声色よりも、一番大切なことは心情をどれだけ表現出来るかという部分ですので、そこは原作を読み込んだり、演出サイドと相談したりしながら、しっかりと掘り下げられるよう頑張っています。
――反田さんは、阿字野壮介をどう捉えて音で表現されているのでしょうか?
反田:僕は「あるキャラクターに音で命を吹き込む」ということを今回初めてやったのですが、「『ピアノの森』を読んだ僕が思う反田恭平の音色を演奏する」のか、それとも「阿字野壮介に自分がすんなり入って音を出す」のか、または「阿字野壮介を汲み取った上での僕の演奏をする」のかという、大まかな3パターンを監督さんと話させていただきました。最終的には、“僕の思っている阿字野壮介”の中になるべく入っていけるような音色、スタイルでいければいいかなと。
そういった意味で、速い曲でも事故の後遺症で弾けなくなっているであろうと考えて遅く弾いたり、また今回、カイのために弾いていたシーンが多かったので、より先生らしく、きちんとした演奏を心がけました。ピアノを始めるカイにどのような演奏を見せてあげなきゃいけないかというのは、僕は一度ロシアで小さい子供にピアノを教える経験をしていたので、「ああ、教える時はこうやって弾くんだったな」と思い返しながら弾いていました。
――その経験が今回役立ったんですね。
反田:そうですね。僕は阿字野壮介が一番好きなキャラなんです。
阿字野壮介の魅力とは
――阿字野壮介の魅力は何でしょうか?
反田:僕は基本的に根暗なんですけど(笑)、傍から見ると阿字野も根暗っぽい性格で、親近感があります。静かな感じで、俗に言う陰キャラのような(笑)。でも、阿字野がたまに見せる笑顔だったり、そういう“陰と陽”の部分が音楽にとっては実はとても大事なんです。ベートーヴェンもそうでしたが、ショパンも国に攻め入られて書いた作品とかもあったりするんです。
僕自身が、阿字野の魅力を引き出すために、心情やバイオグラフィーを全部把握しながら弾かなきゃいけないわけですから、そういう作業はもちろん漫画を読み返してやりました。阿字野の中にある “陰と陽”というところに今回は注目していただけたらなと思います。
――諏訪部さんが感じる阿字野壮介の魅力は?
諏訪部:ちゃんと大人なところが魅力です。

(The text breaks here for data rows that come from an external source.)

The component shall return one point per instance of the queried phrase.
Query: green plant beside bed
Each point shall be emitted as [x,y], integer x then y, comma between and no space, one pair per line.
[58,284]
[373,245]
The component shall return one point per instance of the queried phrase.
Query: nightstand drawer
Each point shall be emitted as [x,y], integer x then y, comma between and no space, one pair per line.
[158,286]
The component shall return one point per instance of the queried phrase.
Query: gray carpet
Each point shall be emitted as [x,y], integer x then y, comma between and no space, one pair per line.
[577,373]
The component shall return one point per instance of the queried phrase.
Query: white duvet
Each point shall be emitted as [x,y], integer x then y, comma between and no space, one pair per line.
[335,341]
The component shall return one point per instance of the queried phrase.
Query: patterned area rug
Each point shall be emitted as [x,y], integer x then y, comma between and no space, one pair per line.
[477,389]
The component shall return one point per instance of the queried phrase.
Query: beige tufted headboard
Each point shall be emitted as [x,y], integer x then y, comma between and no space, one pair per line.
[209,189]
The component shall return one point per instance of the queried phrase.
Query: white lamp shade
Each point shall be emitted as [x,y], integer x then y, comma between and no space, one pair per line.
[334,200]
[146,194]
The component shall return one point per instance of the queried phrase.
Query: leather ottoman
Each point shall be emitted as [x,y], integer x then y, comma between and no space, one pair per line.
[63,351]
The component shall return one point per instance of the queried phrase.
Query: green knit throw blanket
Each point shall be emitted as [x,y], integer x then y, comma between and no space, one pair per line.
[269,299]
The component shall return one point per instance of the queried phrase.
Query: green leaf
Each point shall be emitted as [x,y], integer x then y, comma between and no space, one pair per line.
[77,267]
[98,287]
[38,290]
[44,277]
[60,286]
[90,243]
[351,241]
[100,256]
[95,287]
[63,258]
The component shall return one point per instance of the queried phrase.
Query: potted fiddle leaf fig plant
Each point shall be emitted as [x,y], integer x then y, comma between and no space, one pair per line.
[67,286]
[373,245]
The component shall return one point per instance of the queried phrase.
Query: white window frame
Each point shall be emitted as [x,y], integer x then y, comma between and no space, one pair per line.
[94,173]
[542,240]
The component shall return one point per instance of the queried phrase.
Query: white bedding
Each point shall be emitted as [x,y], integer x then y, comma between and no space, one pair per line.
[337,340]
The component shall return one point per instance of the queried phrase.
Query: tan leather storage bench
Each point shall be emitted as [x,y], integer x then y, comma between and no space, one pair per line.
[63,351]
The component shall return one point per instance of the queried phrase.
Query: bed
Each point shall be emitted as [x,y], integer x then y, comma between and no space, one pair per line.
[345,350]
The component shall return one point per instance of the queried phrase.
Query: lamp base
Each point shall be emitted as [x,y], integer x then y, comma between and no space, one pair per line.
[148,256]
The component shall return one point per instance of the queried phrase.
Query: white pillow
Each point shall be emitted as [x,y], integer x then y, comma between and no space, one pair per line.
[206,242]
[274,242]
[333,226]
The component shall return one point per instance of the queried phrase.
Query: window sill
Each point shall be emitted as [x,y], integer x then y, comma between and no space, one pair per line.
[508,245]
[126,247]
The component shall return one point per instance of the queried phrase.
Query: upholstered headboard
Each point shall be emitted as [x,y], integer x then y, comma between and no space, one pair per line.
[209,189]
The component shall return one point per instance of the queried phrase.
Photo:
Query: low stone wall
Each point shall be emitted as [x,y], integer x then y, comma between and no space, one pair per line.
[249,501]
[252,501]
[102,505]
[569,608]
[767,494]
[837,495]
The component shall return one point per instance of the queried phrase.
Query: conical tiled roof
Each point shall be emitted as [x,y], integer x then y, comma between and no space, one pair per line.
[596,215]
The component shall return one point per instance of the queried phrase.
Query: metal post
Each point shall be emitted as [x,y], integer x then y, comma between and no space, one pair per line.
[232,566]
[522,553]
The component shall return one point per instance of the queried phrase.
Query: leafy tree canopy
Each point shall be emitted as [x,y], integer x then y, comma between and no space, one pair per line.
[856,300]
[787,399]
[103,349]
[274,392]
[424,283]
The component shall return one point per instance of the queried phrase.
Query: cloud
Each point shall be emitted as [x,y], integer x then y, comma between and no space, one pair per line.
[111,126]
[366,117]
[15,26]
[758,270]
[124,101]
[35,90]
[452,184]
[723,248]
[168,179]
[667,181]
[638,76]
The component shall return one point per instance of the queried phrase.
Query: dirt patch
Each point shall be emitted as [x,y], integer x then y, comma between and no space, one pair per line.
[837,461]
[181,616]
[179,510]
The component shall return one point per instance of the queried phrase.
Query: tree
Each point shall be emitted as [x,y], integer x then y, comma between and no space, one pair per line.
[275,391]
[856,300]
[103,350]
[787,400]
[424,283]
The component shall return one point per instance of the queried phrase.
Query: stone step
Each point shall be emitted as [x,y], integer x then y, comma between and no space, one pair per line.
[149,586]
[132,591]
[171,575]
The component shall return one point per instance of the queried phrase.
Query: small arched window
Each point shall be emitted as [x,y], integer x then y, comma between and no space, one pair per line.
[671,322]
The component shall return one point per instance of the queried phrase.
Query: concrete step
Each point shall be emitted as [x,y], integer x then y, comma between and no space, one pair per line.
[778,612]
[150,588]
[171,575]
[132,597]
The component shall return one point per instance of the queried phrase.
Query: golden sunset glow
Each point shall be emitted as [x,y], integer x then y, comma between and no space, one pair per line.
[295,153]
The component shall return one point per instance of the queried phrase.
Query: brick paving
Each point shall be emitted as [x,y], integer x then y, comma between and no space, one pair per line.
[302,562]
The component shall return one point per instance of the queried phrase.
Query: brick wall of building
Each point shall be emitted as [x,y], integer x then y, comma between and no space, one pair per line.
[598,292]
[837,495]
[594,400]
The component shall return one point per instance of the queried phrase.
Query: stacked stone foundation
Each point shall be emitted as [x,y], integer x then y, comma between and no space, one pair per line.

押しつけ過ぎず、考えさせ、見守り導くといったカイを指導するスタンスには、理想の教師像のようなものを見る気がしますね。
反田:ピアノでもプレイヤーとしてはすごく上手いんですが、教える方となると難しいという方もいらっしゃって、逆のパターンもありますよね。そういった意味では、阿字野にとっては事故にあったことも運命であり、それがあってからこそ素晴らしい指導者になれたのかもしれませんね。